One of Europe’s leading talent investor, which has produced 100 start-ups that are now worth more than US$1 billion, it opened its first international office here in 2016 by partnering with SGInnovate, then known as Infocomm Investments.
Ms Anne Marie Droste, co-director of EF Singapore, shared during a media briefing on Wednesday that the difference it takes, compared to more traditional venture capitalists in the market, is it focuses on investing on the person, and even before they have decided to become an entrepreneur.
She added that many of those in academia or research institutes tend to face problems such as having “no confidence in their ideas” or unable to find co-founders to work on the same project, so they abandon the intention of starting their own businesses.
Her co-director, Mr Alex Crompton, pointed out that its start-ups incubated from out of Singapore has certain perks, particularly if they are in “regulated industries” such as healthcare.

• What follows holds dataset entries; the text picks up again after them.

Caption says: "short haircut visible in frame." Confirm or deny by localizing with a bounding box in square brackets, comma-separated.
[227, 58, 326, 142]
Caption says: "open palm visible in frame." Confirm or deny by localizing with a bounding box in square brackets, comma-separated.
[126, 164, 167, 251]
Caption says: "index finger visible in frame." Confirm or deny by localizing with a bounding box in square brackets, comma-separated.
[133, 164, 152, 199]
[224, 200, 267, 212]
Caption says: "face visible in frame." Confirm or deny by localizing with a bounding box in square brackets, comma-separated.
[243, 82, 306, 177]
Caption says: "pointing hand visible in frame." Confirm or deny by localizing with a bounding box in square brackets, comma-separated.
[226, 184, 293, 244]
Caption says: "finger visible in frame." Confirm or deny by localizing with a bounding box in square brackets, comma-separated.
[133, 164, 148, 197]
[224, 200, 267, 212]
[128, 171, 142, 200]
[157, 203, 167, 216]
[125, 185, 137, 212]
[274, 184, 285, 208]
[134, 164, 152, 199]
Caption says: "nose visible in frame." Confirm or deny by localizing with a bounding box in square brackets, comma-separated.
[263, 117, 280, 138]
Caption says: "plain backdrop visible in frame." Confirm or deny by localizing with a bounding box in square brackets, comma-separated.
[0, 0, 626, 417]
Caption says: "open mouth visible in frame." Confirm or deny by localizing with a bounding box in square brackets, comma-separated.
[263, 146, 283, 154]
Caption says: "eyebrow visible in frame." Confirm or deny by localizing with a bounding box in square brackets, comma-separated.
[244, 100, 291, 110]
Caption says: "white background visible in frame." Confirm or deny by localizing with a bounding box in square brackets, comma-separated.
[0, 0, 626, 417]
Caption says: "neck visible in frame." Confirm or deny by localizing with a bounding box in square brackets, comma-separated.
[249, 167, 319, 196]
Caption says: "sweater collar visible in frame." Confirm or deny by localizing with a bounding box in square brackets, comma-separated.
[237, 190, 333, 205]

He said the local government is “anticipatory” of businesses’ needs, which means companies can move very fast - and this is a “massive competitive advantage” over other markets, he said.
As an update, EF Singapore said its first batch of 12 graduating start-ups that made their debuts last March have all been offered term sheets and funding from venture capital firms such as Cocoon Capital, Wavemaker and SGInnovate.
It will continue to guide the second cohort of 14 - which See-Mode Technologies is part of - through fundraising and hiring over the next six months, while its third cohort is about to start later this month. Registrations for the fourth batch was also opened at the turn of the year, the company said.